How to have a hard conversation with your associate
Look sometimes you just need to pull your associate into a room and tell them that their work ethic sucks and that it is making your life miserable.
Sometimes it just happens. Sometimes your associate is slammed on a million different things or has stuff going on in their life which means that they totally forget about you and then you get screwed.
So how do you do this?
Well firstly don’t make a big deal about it. Don’t bitch to the other analysts or associates or go to HR. Do the following steps. I had to do this twice in my time in Investment Banking and both times the outcomes were really good:
- Call them into a meeting room – this conversation shouldn’t happen in public
- Let them know that you are over-worked and would appreciate sharing some of the work
- Outline what else you have on other than the deal
- Talk about the hours you’ve worked and how you’re finding it difficult to cope
- ASK whether you can re-allocate some of the work
Honestly you can’t pull this too often and you can be unreasonable about it.
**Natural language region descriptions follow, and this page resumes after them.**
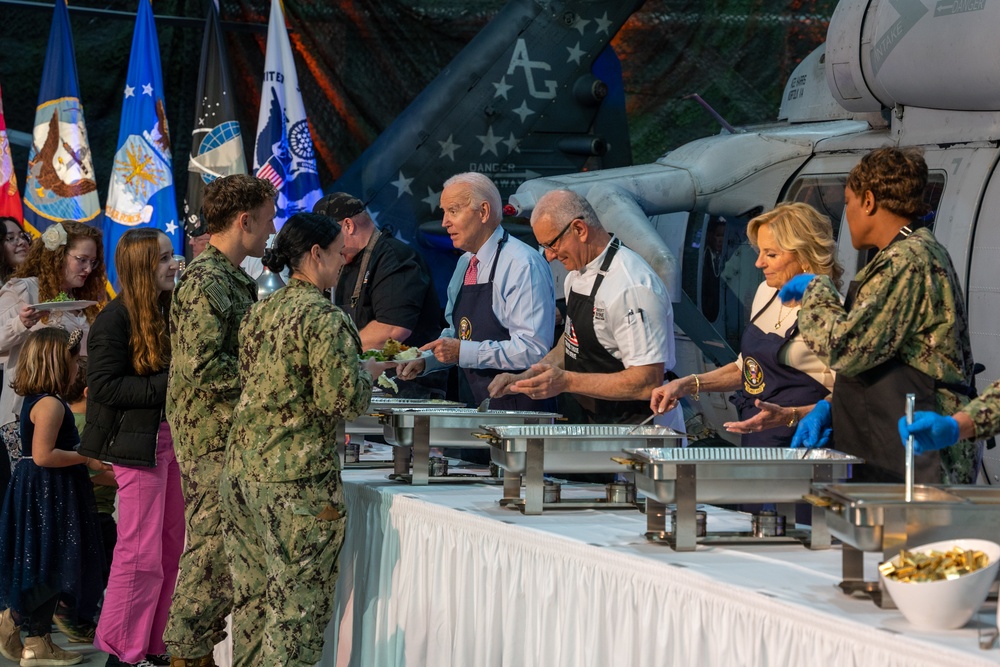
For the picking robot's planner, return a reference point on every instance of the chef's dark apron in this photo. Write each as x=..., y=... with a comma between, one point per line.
x=473, y=317
x=767, y=379
x=867, y=408
x=585, y=354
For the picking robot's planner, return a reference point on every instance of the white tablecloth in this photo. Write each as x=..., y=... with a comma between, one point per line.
x=442, y=576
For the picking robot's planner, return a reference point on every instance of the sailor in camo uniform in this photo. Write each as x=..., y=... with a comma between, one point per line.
x=281, y=487
x=902, y=329
x=978, y=420
x=208, y=304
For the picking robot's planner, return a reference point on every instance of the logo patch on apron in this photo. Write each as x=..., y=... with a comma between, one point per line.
x=753, y=376
x=571, y=344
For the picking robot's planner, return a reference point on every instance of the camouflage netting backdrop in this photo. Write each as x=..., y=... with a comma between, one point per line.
x=360, y=63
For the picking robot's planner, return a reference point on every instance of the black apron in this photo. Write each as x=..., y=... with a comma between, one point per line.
x=585, y=354
x=473, y=317
x=767, y=379
x=867, y=408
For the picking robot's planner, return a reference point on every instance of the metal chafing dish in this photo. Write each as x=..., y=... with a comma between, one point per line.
x=530, y=451
x=691, y=475
x=417, y=429
x=367, y=423
x=877, y=518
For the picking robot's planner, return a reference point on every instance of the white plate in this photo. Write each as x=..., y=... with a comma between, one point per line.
x=63, y=305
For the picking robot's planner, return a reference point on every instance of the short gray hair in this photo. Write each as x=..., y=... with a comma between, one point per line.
x=566, y=205
x=481, y=189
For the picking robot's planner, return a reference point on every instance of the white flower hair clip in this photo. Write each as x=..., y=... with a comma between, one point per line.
x=54, y=237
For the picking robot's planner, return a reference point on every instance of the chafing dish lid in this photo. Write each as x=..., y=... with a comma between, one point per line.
x=710, y=455
x=459, y=412
x=582, y=431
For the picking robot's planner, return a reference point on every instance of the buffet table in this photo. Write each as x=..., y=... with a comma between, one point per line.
x=443, y=576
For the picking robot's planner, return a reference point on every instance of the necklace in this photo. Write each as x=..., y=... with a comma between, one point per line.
x=781, y=318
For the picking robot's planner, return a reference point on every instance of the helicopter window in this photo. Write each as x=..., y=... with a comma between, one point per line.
x=719, y=275
x=824, y=193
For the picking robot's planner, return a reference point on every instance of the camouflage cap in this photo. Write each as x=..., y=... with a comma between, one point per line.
x=339, y=205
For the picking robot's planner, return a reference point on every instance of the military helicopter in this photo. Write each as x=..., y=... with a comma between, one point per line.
x=890, y=73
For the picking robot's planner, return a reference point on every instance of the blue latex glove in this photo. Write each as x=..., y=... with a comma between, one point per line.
x=815, y=428
x=930, y=431
x=795, y=288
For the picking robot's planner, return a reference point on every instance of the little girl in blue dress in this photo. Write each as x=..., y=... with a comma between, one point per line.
x=50, y=541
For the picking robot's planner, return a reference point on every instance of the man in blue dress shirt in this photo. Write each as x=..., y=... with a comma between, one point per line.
x=501, y=300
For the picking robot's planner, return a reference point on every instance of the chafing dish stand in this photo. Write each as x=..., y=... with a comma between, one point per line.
x=723, y=475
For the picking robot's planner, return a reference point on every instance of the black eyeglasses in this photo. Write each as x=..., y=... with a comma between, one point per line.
x=551, y=244
x=12, y=239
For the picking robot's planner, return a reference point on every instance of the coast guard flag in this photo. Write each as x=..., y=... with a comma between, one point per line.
x=284, y=151
x=216, y=144
x=10, y=199
x=141, y=193
x=60, y=181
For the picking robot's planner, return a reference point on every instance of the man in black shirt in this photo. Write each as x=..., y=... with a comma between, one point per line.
x=385, y=285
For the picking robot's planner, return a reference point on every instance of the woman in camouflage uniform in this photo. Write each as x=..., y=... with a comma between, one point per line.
x=281, y=484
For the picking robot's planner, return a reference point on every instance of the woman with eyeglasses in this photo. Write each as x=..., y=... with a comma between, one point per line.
x=15, y=247
x=64, y=264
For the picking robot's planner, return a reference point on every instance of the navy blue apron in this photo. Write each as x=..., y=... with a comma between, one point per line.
x=767, y=379
x=473, y=317
x=585, y=354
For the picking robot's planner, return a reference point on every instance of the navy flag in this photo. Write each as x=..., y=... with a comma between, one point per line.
x=284, y=149
x=216, y=144
x=141, y=193
x=60, y=181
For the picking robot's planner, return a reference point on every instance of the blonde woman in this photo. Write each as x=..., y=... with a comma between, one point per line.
x=127, y=393
x=777, y=379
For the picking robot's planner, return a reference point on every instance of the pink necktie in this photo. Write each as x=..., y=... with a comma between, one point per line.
x=472, y=273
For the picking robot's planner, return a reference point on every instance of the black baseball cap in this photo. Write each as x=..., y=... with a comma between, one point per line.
x=339, y=205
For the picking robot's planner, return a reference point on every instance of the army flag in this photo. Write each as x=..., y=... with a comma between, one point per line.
x=141, y=193
x=10, y=198
x=284, y=150
x=59, y=184
x=216, y=144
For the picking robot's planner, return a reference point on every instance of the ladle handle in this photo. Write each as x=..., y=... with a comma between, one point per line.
x=911, y=400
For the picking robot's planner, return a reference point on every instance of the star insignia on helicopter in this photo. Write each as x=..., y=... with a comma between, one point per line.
x=448, y=147
x=403, y=185
x=524, y=110
x=489, y=140
x=575, y=53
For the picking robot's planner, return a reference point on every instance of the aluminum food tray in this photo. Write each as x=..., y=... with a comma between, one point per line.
x=574, y=448
x=420, y=428
x=451, y=427
x=367, y=423
x=738, y=474
x=877, y=518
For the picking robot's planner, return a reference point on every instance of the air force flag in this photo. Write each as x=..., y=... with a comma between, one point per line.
x=60, y=180
x=284, y=151
x=141, y=193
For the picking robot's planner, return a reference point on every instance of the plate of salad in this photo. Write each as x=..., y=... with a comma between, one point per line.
x=62, y=302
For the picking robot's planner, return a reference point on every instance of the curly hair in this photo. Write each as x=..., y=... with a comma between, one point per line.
x=48, y=266
x=137, y=258
x=800, y=229
x=227, y=197
x=44, y=363
x=896, y=177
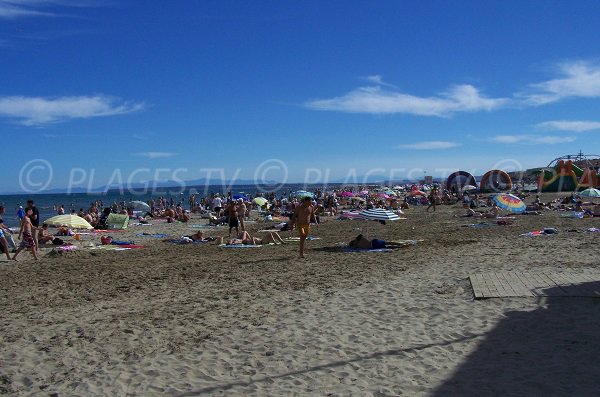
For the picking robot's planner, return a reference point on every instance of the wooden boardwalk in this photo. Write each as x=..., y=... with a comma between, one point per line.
x=524, y=284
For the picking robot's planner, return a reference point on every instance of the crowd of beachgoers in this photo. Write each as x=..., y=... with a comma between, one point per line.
x=170, y=306
x=235, y=209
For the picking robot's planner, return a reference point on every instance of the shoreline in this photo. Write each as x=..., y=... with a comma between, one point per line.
x=200, y=320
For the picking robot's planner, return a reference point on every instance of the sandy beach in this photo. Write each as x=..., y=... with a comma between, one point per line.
x=201, y=320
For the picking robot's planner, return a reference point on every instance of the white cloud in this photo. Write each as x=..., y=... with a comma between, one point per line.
x=32, y=111
x=532, y=139
x=565, y=125
x=374, y=100
x=378, y=80
x=579, y=79
x=429, y=145
x=156, y=155
x=12, y=9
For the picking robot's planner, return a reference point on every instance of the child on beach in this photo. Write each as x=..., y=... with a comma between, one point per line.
x=26, y=236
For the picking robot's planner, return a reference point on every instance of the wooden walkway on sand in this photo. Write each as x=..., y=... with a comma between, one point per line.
x=525, y=284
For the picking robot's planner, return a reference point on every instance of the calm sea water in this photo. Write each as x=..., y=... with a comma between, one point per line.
x=46, y=202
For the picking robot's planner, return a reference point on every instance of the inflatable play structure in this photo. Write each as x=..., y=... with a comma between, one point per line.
x=562, y=175
x=495, y=181
x=458, y=179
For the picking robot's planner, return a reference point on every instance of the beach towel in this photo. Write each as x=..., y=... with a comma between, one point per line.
x=117, y=242
x=482, y=224
x=186, y=241
x=155, y=235
x=348, y=249
x=66, y=248
x=297, y=239
x=575, y=215
x=546, y=231
x=239, y=246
If your associate is working until 11 and you’re there until 12.30 every night…well that’s not a reason to complain…that’s just the way Investment Banking works but if it is extreme (and if you work as an analyst you’ll get a feeling for what that means) then you need to say it.
Associates are human too. They don’t want to be screwing you. If you have a conversation the way I described above they will often step up and help you out. One of my associates did all my work on a deal for a week because I needed to be with family. That’s what an effective relationship with your associate gets you.
An effective and friendly working relationship with your associate can make all the difference to your time in Investment Banking. Nurturing this relationship is essential to your well being so don’t skip this step!